Ozempic, initially designed for diabetes, may cause more side effects in patients without the condition, such as hypoglycemia at improper doses. Mounjaro, developed for both obesity and diabetes, has a safer profile, with fewer treatment discontinuations. Patients with a history of pancreatitis or gallbladder disease should avoid both.

Gradual administration, starting with low doses, minimizes side effects. Doctors recommend beginning with 0.25 mg of Ozempic or 2.5 mg of Mounjaro, increasing every four weeks. Patients should report persistent symptoms, like severe abdominal pain, for immediate evaluation.

Price and accessibility

Cost is a decisive factor in choosing between Mounjaro and Ozempic. In Brazil, Mounjaro launched in May 2025 with prices ranging from R$ 1,406.75 for the 2.5 mg dose to R$ 2,384.34 for the 15 mg dose. Ozempic, well-established, starts at R$ 900 for the 0.5 mg dose, with the 1 mg dose ranging up to R$ 1,200, depending on the region and pharmacy.

Mounjaro’s higher cost reflects its innovation and lack of generics. Ozempic benefits from wider distribution and negotiations with health plans, which partially cover costs in some cases. Patients without coverage bear the full price, making Ozempic more accessible for most.

  • Mounjaro: R$ 1,406.75 to R$ 2,384.34 per monthly dose.
  • Ozempic: R$ 900 to R$ 1,200 per monthly dose.
  • Coverage: Ozempic has broader inclusion in health plans.
  • Availability: Mounjaro is still limited in some regions.

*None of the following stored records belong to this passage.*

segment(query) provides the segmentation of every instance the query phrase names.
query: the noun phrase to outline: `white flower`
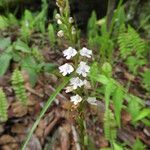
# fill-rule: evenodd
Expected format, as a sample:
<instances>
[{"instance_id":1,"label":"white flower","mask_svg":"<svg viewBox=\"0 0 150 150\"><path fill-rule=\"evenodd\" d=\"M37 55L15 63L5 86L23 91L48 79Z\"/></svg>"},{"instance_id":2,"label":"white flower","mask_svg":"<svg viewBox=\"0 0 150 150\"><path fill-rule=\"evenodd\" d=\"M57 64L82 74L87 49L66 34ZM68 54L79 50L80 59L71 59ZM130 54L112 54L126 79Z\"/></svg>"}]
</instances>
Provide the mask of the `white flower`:
<instances>
[{"instance_id":1,"label":"white flower","mask_svg":"<svg viewBox=\"0 0 150 150\"><path fill-rule=\"evenodd\" d=\"M87 102L91 105L97 105L96 97L88 97Z\"/></svg>"},{"instance_id":2,"label":"white flower","mask_svg":"<svg viewBox=\"0 0 150 150\"><path fill-rule=\"evenodd\" d=\"M62 21L60 19L58 19L57 24L62 24Z\"/></svg>"},{"instance_id":3,"label":"white flower","mask_svg":"<svg viewBox=\"0 0 150 150\"><path fill-rule=\"evenodd\" d=\"M84 80L84 81L83 81L83 84L84 84L84 87L85 87L86 89L91 89L91 84L90 84L89 81Z\"/></svg>"},{"instance_id":4,"label":"white flower","mask_svg":"<svg viewBox=\"0 0 150 150\"><path fill-rule=\"evenodd\" d=\"M69 17L69 23L73 23L73 22L74 22L73 18Z\"/></svg>"},{"instance_id":5,"label":"white flower","mask_svg":"<svg viewBox=\"0 0 150 150\"><path fill-rule=\"evenodd\" d=\"M66 57L66 59L70 59L71 57L74 57L77 54L77 51L74 48L69 47L68 49L63 51L63 54Z\"/></svg>"},{"instance_id":6,"label":"white flower","mask_svg":"<svg viewBox=\"0 0 150 150\"><path fill-rule=\"evenodd\" d=\"M55 19L60 19L60 14L57 13L57 14L55 15Z\"/></svg>"},{"instance_id":7,"label":"white flower","mask_svg":"<svg viewBox=\"0 0 150 150\"><path fill-rule=\"evenodd\" d=\"M66 93L69 93L69 92L72 92L73 90L74 90L74 88L73 88L73 86L67 86L66 88L65 88L65 92Z\"/></svg>"},{"instance_id":8,"label":"white flower","mask_svg":"<svg viewBox=\"0 0 150 150\"><path fill-rule=\"evenodd\" d=\"M78 103L80 103L82 101L81 96L79 96L78 94L75 96L71 96L70 97L71 102L73 102L74 105L77 105Z\"/></svg>"},{"instance_id":9,"label":"white flower","mask_svg":"<svg viewBox=\"0 0 150 150\"><path fill-rule=\"evenodd\" d=\"M70 85L75 90L78 87L81 87L83 85L83 81L79 77L75 77L75 78L70 79Z\"/></svg>"},{"instance_id":10,"label":"white flower","mask_svg":"<svg viewBox=\"0 0 150 150\"><path fill-rule=\"evenodd\" d=\"M58 36L58 37L63 37L63 36L64 36L63 30L58 31L58 32L57 32L57 36Z\"/></svg>"},{"instance_id":11,"label":"white flower","mask_svg":"<svg viewBox=\"0 0 150 150\"><path fill-rule=\"evenodd\" d=\"M71 65L65 63L64 65L59 67L59 70L63 76L66 76L67 74L70 74L71 72L73 72L74 68Z\"/></svg>"},{"instance_id":12,"label":"white flower","mask_svg":"<svg viewBox=\"0 0 150 150\"><path fill-rule=\"evenodd\" d=\"M90 66L86 65L86 62L81 61L76 72L83 77L87 76L87 73L90 71Z\"/></svg>"},{"instance_id":13,"label":"white flower","mask_svg":"<svg viewBox=\"0 0 150 150\"><path fill-rule=\"evenodd\" d=\"M88 58L91 58L92 50L89 50L89 49L87 49L86 47L83 47L83 48L80 50L80 55L81 55L81 56L86 56L86 57L88 57Z\"/></svg>"}]
</instances>

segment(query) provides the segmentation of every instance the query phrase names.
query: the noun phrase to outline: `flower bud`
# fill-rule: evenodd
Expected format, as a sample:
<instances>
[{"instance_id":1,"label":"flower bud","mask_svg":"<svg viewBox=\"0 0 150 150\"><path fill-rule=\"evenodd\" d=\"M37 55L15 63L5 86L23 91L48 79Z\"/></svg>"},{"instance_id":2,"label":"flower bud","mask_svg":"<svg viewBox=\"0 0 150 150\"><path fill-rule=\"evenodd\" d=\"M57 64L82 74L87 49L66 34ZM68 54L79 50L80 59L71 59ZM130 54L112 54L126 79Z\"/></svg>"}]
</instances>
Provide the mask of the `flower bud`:
<instances>
[{"instance_id":1,"label":"flower bud","mask_svg":"<svg viewBox=\"0 0 150 150\"><path fill-rule=\"evenodd\" d=\"M62 24L62 21L60 19L57 20L57 24Z\"/></svg>"},{"instance_id":2,"label":"flower bud","mask_svg":"<svg viewBox=\"0 0 150 150\"><path fill-rule=\"evenodd\" d=\"M57 13L57 14L55 15L55 19L60 19L60 14Z\"/></svg>"},{"instance_id":3,"label":"flower bud","mask_svg":"<svg viewBox=\"0 0 150 150\"><path fill-rule=\"evenodd\" d=\"M69 23L71 24L71 23L73 23L73 22L74 22L73 18L72 18L72 17L69 17Z\"/></svg>"},{"instance_id":4,"label":"flower bud","mask_svg":"<svg viewBox=\"0 0 150 150\"><path fill-rule=\"evenodd\" d=\"M57 36L58 36L58 37L63 37L63 36L64 36L63 30L58 31L58 32L57 32Z\"/></svg>"}]
</instances>

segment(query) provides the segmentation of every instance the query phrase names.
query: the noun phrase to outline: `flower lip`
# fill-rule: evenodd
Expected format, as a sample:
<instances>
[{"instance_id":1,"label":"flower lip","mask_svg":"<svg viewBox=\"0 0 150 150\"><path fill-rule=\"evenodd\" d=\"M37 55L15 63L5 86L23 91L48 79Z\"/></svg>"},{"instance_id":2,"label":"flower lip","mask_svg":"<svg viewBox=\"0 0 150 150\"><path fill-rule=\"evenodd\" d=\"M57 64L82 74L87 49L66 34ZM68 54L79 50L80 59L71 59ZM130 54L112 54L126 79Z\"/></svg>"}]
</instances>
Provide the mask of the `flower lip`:
<instances>
[{"instance_id":1,"label":"flower lip","mask_svg":"<svg viewBox=\"0 0 150 150\"><path fill-rule=\"evenodd\" d=\"M74 68L70 64L65 63L64 65L59 67L59 70L63 76L66 76L67 74L71 74L71 72L74 71Z\"/></svg>"},{"instance_id":2,"label":"flower lip","mask_svg":"<svg viewBox=\"0 0 150 150\"><path fill-rule=\"evenodd\" d=\"M73 102L74 105L77 105L78 103L80 103L82 101L82 98L80 95L76 94L75 96L71 96L70 97L71 102Z\"/></svg>"},{"instance_id":3,"label":"flower lip","mask_svg":"<svg viewBox=\"0 0 150 150\"><path fill-rule=\"evenodd\" d=\"M77 68L76 72L79 74L79 75L82 75L83 77L86 77L87 74L90 72L90 66L88 66L86 64L86 62L84 61L81 61L80 64L79 64L79 67Z\"/></svg>"},{"instance_id":4,"label":"flower lip","mask_svg":"<svg viewBox=\"0 0 150 150\"><path fill-rule=\"evenodd\" d=\"M63 51L63 54L66 57L66 59L69 60L71 59L71 57L74 57L77 54L77 51L74 48L69 47L68 49L65 49Z\"/></svg>"},{"instance_id":5,"label":"flower lip","mask_svg":"<svg viewBox=\"0 0 150 150\"><path fill-rule=\"evenodd\" d=\"M81 56L88 57L88 58L91 58L91 56L92 56L92 50L89 50L89 49L87 49L86 47L83 47L83 48L80 50L80 55L81 55Z\"/></svg>"}]
</instances>

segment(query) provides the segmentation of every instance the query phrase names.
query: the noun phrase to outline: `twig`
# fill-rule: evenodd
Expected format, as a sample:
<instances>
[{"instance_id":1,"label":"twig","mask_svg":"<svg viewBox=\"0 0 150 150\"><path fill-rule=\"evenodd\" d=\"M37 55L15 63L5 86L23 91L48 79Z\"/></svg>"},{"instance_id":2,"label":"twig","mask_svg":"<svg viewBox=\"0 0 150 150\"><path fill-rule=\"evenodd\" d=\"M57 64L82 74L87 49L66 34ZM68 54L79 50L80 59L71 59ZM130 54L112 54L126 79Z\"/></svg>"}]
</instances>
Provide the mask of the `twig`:
<instances>
[{"instance_id":1,"label":"twig","mask_svg":"<svg viewBox=\"0 0 150 150\"><path fill-rule=\"evenodd\" d=\"M73 125L71 126L71 129L72 129L73 139L74 139L74 142L75 142L75 145L76 145L76 150L81 150L79 140L78 140L77 131L76 131L76 129Z\"/></svg>"}]
</instances>

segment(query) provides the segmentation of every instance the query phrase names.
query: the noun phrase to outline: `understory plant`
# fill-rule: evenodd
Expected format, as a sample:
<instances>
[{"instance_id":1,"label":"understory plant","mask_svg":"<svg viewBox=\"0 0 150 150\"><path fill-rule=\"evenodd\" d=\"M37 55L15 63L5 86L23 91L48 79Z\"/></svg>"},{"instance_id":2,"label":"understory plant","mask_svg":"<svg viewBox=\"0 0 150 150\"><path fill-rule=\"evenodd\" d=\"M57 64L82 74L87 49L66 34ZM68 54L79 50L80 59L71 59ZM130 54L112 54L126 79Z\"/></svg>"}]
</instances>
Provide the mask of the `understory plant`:
<instances>
[{"instance_id":1,"label":"understory plant","mask_svg":"<svg viewBox=\"0 0 150 150\"><path fill-rule=\"evenodd\" d=\"M124 23L124 20L115 20L120 15L124 14L121 4L122 1L120 0L109 30L107 29L107 23L104 19L104 24L102 23L101 25L101 35L99 35L98 26L95 24L97 20L96 15L93 13L91 22L94 22L94 24L89 24L88 28L91 32L89 31L88 35L89 46L95 48L95 43L100 46L99 51L95 52L89 48L81 47L79 38L80 32L75 25L73 17L70 16L69 1L56 1L56 5L59 8L59 12L56 13L55 16L59 28L57 36L59 40L64 41L65 39L68 45L62 52L63 57L66 59L66 63L59 66L57 72L59 77L61 77L62 83L45 103L40 115L29 131L27 139L23 143L22 150L26 149L40 119L44 116L61 90L70 93L70 102L73 107L76 108L76 111L80 113L76 121L82 128L81 133L79 133L79 139L83 149L88 149L89 146L86 121L82 116L86 103L98 105L98 100L104 102L103 131L105 138L110 144L109 149L112 150L123 150L123 146L117 141L117 129L122 127L121 111L123 109L131 114L131 123L134 126L136 126L139 121L147 124L149 123L148 117L150 115L150 110L144 108L143 100L129 93L113 76L113 63L111 59L113 56L114 42L117 38L112 39L111 37L113 32L119 35L119 31L115 31L113 26L117 26L120 29L121 25ZM93 29L92 26L95 26L95 29ZM96 35L97 38L94 39L96 42L92 41L94 35ZM52 40L51 43L54 43L54 40ZM95 53L96 55L94 55ZM138 144L141 145L141 147L143 146L140 142L138 142Z\"/></svg>"}]
</instances>

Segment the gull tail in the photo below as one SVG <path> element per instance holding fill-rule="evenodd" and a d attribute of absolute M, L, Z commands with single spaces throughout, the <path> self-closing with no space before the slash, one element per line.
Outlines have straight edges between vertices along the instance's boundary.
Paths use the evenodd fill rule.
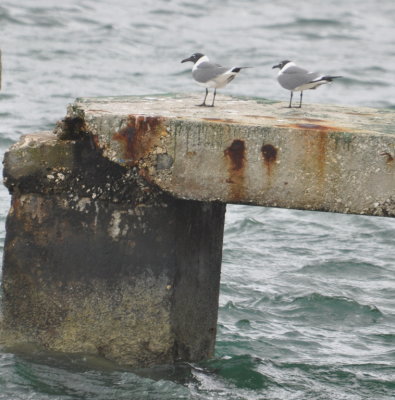
<path fill-rule="evenodd" d="M 230 70 L 230 72 L 235 72 L 236 74 L 238 72 L 240 72 L 242 69 L 246 69 L 246 68 L 253 68 L 253 67 L 234 67 Z"/>
<path fill-rule="evenodd" d="M 337 79 L 337 78 L 343 78 L 343 77 L 340 76 L 340 75 L 338 75 L 338 76 L 326 75 L 326 76 L 322 76 L 319 80 L 320 81 L 332 82 L 334 79 Z"/>

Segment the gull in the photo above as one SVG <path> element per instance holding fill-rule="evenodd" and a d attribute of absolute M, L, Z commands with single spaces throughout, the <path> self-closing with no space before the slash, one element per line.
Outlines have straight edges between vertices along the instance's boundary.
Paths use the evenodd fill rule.
<path fill-rule="evenodd" d="M 192 61 L 192 77 L 200 86 L 206 88 L 206 95 L 202 104 L 199 106 L 207 106 L 206 98 L 208 95 L 208 88 L 214 88 L 213 102 L 211 106 L 214 107 L 215 95 L 217 94 L 217 89 L 223 88 L 230 81 L 232 81 L 235 76 L 244 68 L 250 67 L 223 67 L 219 64 L 211 63 L 209 58 L 202 53 L 194 53 L 190 57 L 185 58 L 181 62 Z"/>
<path fill-rule="evenodd" d="M 307 69 L 298 67 L 294 62 L 285 60 L 273 68 L 280 68 L 277 80 L 280 85 L 291 91 L 289 108 L 292 107 L 293 92 L 300 92 L 299 108 L 302 107 L 303 90 L 315 89 L 320 85 L 332 82 L 333 79 L 341 76 L 321 75 L 318 72 L 309 72 Z"/>

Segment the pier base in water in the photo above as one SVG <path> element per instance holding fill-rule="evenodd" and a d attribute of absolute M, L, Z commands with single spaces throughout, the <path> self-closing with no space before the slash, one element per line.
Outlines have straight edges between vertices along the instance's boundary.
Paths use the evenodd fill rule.
<path fill-rule="evenodd" d="M 225 205 L 174 199 L 89 140 L 55 139 L 5 157 L 8 336 L 132 366 L 210 357 Z"/>
<path fill-rule="evenodd" d="M 79 99 L 4 159 L 3 327 L 147 366 L 213 354 L 226 203 L 395 216 L 393 110 Z"/>

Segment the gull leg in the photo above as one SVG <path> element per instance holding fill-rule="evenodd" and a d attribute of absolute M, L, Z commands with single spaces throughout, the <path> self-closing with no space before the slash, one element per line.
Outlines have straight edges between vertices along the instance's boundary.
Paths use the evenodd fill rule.
<path fill-rule="evenodd" d="M 216 94 L 217 94 L 217 89 L 214 89 L 213 102 L 211 103 L 210 107 L 214 107 L 214 100 L 215 100 L 215 95 Z"/>
<path fill-rule="evenodd" d="M 303 90 L 300 92 L 299 108 L 302 108 Z"/>
<path fill-rule="evenodd" d="M 206 88 L 206 95 L 204 96 L 204 100 L 202 104 L 198 104 L 199 107 L 205 107 L 206 106 L 206 99 L 208 95 L 208 89 Z"/>
<path fill-rule="evenodd" d="M 292 107 L 292 97 L 293 97 L 293 95 L 294 95 L 294 92 L 291 90 L 291 97 L 289 98 L 289 106 L 288 106 L 288 108 Z"/>

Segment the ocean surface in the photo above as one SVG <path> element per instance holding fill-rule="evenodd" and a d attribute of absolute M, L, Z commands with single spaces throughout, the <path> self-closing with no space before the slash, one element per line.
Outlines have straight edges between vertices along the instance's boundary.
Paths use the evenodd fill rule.
<path fill-rule="evenodd" d="M 271 67 L 291 59 L 344 76 L 305 93 L 307 114 L 395 109 L 393 0 L 2 0 L 0 48 L 1 157 L 76 97 L 203 98 L 180 63 L 197 51 L 254 67 L 219 93 L 287 102 Z M 0 187 L 1 250 L 9 203 Z M 214 359 L 131 370 L 0 344 L 0 399 L 395 399 L 394 233 L 393 219 L 228 206 Z"/>

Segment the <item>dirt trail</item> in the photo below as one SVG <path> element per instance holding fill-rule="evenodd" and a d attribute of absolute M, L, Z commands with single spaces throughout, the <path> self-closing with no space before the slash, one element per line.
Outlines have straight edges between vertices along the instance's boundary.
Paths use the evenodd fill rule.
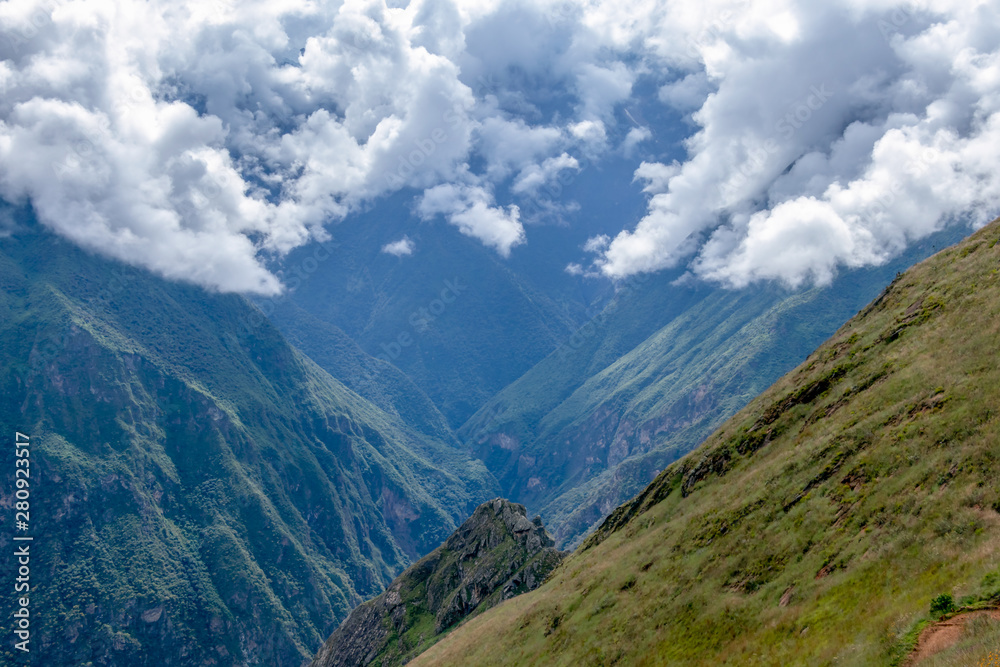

Mounjaro’s importation, approved by Anvisa in 2024, increased its availability, but logistics remain a challenge. Major pharmacies in cities like São Paulo and Rio de Janeiro stock the drug, while Ozempic is available nationwide. Patients in remote areas may struggle to access Mounjaro.

Approved indications

Ozempic was initially approved for type 2 diabetes, with off-label use for weight loss gaining popularity. Semaglutide reduces glycemia and body weight, indicated for patients with a body mass index (BMI) above 27 with comorbidities or above 30. Mounjaro, approved for diabetes and obesity, has a broader indication, covering patients with a BMI as low as 25 in some cases.

Mounjaro is particularly effective for patients with severe insulin resistance, while Ozempic suffices for moderate cases. Both require a prescription and regular monitoring of glycemia, kidney function, and other parameters. Use without clinical indication, such as for aesthetic purposes, is discouraged due to risks.